Devido ao volume de acessos, o sistema registrou lentidão, de acordo com a pasta. Nas redes sociais, desde terça-feira (22), estudantes reclamam da dificuldade de acessar a página. Eles dizem ainda que o sistema cai antes de confirmar a inscrição.

Até as 20h dessa quarta-feira, 911.309 candidatos haviam concluído a inscrição. A recomendação da área técnica do MEC é que o estudante com dificuldade de acesso atualize a página de inscrição antes de preencher os dados.

As inscrições podem ser feitas até amanhã (25), na página do Sisu. Ao todo, serão ofertadas 235.461 vagas em 129 instituições públicas de todo o país. Podem concorrer às vagas os estudantes que fizeram o Enem 2018 e obtiveram nota acima de zero na prova de redação.

Nota de corte

Os estudantes poderão consultar a nota de corte para o curso que desejam, atualizada às 7h, 12h, 17h30, 20h e 0h. Na sexta-feira, não haverá a divulgação a 0h.

Segundo o MEC, a nota de corte é uma estimativa com base nos candidatos inscritos até o momento. Embora não seja uma garantia da vaga, é possível usar a informação para orientar a escolha.

Durante o período de inscrição no Sisu, o candidato pode consultar, em seu boletim, a classificação parcial na opção de curso escolhido. A classificação parcial é calculada a partir das notas dos candidatos inscritos na mesma opção. Trata-se, assim como a nota de corte, de uma referência e não de um garantia de vaga.

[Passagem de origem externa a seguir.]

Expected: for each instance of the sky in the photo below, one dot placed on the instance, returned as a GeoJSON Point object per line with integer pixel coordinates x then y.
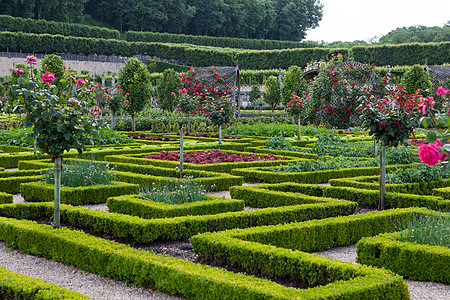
{"type": "Point", "coordinates": [350, 20]}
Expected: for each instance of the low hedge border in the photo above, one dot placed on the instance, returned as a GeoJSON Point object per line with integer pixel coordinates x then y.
{"type": "Point", "coordinates": [136, 206]}
{"type": "Point", "coordinates": [262, 196]}
{"type": "Point", "coordinates": [410, 260]}
{"type": "Point", "coordinates": [442, 192]}
{"type": "Point", "coordinates": [365, 182]}
{"type": "Point", "coordinates": [6, 198]}
{"type": "Point", "coordinates": [11, 185]}
{"type": "Point", "coordinates": [82, 195]}
{"type": "Point", "coordinates": [279, 252]}
{"type": "Point", "coordinates": [366, 198]}
{"type": "Point", "coordinates": [219, 167]}
{"type": "Point", "coordinates": [138, 230]}
{"type": "Point", "coordinates": [146, 269]}
{"type": "Point", "coordinates": [266, 175]}
{"type": "Point", "coordinates": [17, 286]}
{"type": "Point", "coordinates": [261, 149]}
{"type": "Point", "coordinates": [148, 174]}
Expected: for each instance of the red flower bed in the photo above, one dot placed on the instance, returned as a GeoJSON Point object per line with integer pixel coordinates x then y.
{"type": "Point", "coordinates": [216, 136]}
{"type": "Point", "coordinates": [151, 138]}
{"type": "Point", "coordinates": [418, 142]}
{"type": "Point", "coordinates": [212, 157]}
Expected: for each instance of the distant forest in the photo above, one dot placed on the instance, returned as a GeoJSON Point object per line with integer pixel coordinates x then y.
{"type": "Point", "coordinates": [255, 19]}
{"type": "Point", "coordinates": [259, 19]}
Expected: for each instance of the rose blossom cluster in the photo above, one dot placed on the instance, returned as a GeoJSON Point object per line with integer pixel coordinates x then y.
{"type": "Point", "coordinates": [429, 154]}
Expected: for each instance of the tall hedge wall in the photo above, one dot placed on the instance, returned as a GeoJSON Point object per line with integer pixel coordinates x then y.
{"type": "Point", "coordinates": [224, 42]}
{"type": "Point", "coordinates": [403, 54]}
{"type": "Point", "coordinates": [8, 23]}
{"type": "Point", "coordinates": [436, 53]}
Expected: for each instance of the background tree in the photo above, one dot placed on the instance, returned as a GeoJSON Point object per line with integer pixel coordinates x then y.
{"type": "Point", "coordinates": [272, 92]}
{"type": "Point", "coordinates": [167, 89]}
{"type": "Point", "coordinates": [293, 82]}
{"type": "Point", "coordinates": [134, 79]}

Nesse período, o candidato pode modificar a opção de curso quantas vezes quiser. Será considerada no processo seletivo a última opção confirmada pelo estudante.

Escolhas

Na hora da inscrição, os estudantes podem escolher até duas opções de curso, em ordem de preferência. A principal novidade deste ano é que os estudantes que forem selecionados em qualquer uma das duas opções não poderão participar da lista de espera. Até o ano passado, aqueles que eram selecionados na segunda opção podiam ainda participar da lista e ter a chance de ser escolhido na primeira opção.

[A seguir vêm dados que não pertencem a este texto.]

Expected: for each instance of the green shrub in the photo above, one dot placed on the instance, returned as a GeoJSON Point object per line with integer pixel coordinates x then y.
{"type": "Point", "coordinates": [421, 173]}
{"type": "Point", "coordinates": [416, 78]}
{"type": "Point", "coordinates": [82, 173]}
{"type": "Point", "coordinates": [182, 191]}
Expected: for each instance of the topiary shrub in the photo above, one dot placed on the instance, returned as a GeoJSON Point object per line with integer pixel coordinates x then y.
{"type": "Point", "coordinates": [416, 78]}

O resultado será divulgado no dia 28 de janeiro. A matrícula dos selecionados deve ser feita de 30 de janeiro a 4 de fevereiro.

Do dia 28 de janeiro ao dia 4 de fevereiro, os estudantes que não foram selecionados na chamada regular, em nenhuma das opções, podem manifestar o interesse em participar da lista de espera. Esses alunos serão convocados pelas próprias instituições de ensino a partir do dia 7 de fevereiro.